La superficialidad de un ambiente al que quise pertenecer un día por amor a la Danza, y que con el tiempo y las vivencias adquiridas, se fue desnudando ante mí para dejar al aire sus vergüenzas, sus juegos de poder y su maquillado vacío de valores y, sobre todo, de materia sensible, de humanidad, de persona.

Un mundo al que le falta danza, Danza pura, locura del alma, y le sobran estrategias de poder y mercadeo de voluntades.

Un mundo en que siempre he sido una extraña. La rara. El mundo de la gente segura de sí misma que consigue lo que quiere cuando quiere, y maneja el cosmos que le rodea a golpe de bolsillo y de “porque sí, porque yo lo mando, que estaba antes que tú”. Lo maneja, o al menos, lo cree manejar.

Camino lentamente. Me he quedado dormida en el viajero de Santiponce. Debo de tener una estampa bastante rara, quizá de persona poco recomendable, de quinquilla o de “tocada”. Por algún sitio me tiene que salir la beta bohemia de los artistas.

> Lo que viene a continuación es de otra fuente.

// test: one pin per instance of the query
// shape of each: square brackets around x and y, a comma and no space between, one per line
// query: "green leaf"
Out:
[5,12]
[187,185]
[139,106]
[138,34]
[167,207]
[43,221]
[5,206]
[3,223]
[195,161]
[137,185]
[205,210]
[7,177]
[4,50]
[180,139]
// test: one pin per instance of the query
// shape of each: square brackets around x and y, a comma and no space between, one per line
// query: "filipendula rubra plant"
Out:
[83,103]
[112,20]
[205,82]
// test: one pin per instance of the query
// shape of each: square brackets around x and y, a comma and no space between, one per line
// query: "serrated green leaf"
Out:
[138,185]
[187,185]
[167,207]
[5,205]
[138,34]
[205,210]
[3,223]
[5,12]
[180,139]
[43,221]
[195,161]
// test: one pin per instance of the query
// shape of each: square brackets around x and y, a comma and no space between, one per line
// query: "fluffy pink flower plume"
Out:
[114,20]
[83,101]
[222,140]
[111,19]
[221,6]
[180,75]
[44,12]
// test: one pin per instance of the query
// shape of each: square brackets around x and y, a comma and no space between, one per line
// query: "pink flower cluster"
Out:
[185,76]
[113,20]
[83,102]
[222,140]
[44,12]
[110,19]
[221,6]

Saco mi MP4, me coloco los pinganillos y me pongo a escuchar música. Desconecto. ¿Por qué será que siempre abre por algún tema de Alameda?. Suenan los “platillos volantes” del principio de Urbana, princesa en flor.

… Mira: la luna cambió.

Mi luna cambió de cuarto.

El azahar ha roto un año más en mi ciudad. Sevilla está repleta de flores blancas.

Mañana, mientras Fray Ricardo esté engarzando poemas y alabanzas a mi Divina Pastora de San Antonio, yo estaré en el Álvarez Quintero, con mi Compañía, con tres de mis bailarines.

Uno de ellos, estrena indumentaria.

Horas de ensayo, noches casi en vela, y unos nervios que me comen viva. Frustraciones, desengaños, luchas y combates. Ramalazos bohemios de la que nunca quise dejar de ser.

Besos, abrazos, mucha mierda.

La suerte está echada. Ahora sólo queda que ellos salgan a bailar y que Dios reparta suertes.

Entre bambalinas, volveré a musitar el “Salve, Fuente de la vida” y el principio de la Consagración Calasancia.



Merece la pena.



Gracias, Manuel, porque probablemente sin darte cuenta, me terminaste de convencer de lo que estaba haciendo con las tres palabras que encabezan la entrada: Merece la pena.